Cassandra long query time and adding to memtable when keys are fully constrained

Question

Cassandra long query time and adding to memtable when keys are fully constrained

458 Views Asked by that_guy At 06 September 2017 at 12:46

I have a Cassandra table and the keys look like this:

PRIMARY KEY (("k1", "k2"), "c1", "c2"), ) WITH CLUSTERING ORDER BY ("c1" DESC, "c2" DESC);

When I fully constrain a query it takes significantly longer than if I leave out the last clustering key.
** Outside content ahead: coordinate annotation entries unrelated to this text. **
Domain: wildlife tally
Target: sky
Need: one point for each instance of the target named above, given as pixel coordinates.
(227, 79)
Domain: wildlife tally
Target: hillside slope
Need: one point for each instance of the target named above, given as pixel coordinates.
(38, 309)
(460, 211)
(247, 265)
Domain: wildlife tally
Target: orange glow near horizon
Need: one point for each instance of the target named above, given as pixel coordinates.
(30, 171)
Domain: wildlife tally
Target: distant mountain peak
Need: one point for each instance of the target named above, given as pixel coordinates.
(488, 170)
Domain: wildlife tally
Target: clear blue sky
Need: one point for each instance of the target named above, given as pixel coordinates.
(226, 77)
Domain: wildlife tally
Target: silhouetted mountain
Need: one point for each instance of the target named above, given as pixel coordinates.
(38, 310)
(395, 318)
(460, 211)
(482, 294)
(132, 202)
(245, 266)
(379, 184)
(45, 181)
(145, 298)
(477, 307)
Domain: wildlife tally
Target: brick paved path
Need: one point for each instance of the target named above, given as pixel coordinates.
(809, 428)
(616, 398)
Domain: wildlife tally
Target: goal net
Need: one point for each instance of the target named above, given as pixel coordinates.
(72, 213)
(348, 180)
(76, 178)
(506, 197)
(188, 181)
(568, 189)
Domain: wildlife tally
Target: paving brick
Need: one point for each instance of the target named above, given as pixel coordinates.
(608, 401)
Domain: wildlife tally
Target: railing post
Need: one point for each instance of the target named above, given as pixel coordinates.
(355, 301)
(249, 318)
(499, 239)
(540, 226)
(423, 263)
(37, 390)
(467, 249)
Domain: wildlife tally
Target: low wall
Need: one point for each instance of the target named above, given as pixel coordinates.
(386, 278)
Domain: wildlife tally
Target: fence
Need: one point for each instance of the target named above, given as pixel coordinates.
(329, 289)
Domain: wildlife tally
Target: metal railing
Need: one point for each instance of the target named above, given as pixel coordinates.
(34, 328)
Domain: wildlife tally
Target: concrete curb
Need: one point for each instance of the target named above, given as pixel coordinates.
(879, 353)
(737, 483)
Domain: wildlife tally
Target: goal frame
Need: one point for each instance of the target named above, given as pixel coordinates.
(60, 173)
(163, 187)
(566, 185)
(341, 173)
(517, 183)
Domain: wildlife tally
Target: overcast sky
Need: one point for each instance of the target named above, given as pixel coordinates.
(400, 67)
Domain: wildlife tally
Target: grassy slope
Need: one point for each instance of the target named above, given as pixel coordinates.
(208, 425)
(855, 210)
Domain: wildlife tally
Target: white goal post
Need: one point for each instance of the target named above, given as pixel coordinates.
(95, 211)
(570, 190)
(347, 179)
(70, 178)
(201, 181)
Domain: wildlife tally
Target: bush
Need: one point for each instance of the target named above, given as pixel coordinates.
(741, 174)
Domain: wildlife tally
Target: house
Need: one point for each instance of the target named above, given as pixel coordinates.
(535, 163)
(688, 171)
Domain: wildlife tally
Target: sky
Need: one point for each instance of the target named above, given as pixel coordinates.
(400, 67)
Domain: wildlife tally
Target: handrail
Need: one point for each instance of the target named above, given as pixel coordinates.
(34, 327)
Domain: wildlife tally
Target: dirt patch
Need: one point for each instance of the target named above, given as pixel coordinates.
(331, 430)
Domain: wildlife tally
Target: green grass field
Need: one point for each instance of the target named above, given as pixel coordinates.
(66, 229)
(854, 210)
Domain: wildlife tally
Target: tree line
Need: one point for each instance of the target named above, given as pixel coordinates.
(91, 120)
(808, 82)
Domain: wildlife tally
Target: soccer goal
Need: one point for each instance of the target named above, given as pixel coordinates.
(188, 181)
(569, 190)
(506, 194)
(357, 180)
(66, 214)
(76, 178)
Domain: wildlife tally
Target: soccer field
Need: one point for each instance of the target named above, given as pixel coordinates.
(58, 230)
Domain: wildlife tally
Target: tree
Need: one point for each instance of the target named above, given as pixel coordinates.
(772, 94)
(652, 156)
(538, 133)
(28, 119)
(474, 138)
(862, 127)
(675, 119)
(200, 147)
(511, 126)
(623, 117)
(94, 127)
It also preforms an "Adding to feed memtable" which the unconstrained query does not. Why is this? I know previously this query would not add the entry to the memtable as I have custom code running when things are added to the memtable. This code should only run when things are inserted or modified but started running when I was only querying items.

Edit: I should have mentioned both queries return 1 row and it is the same record.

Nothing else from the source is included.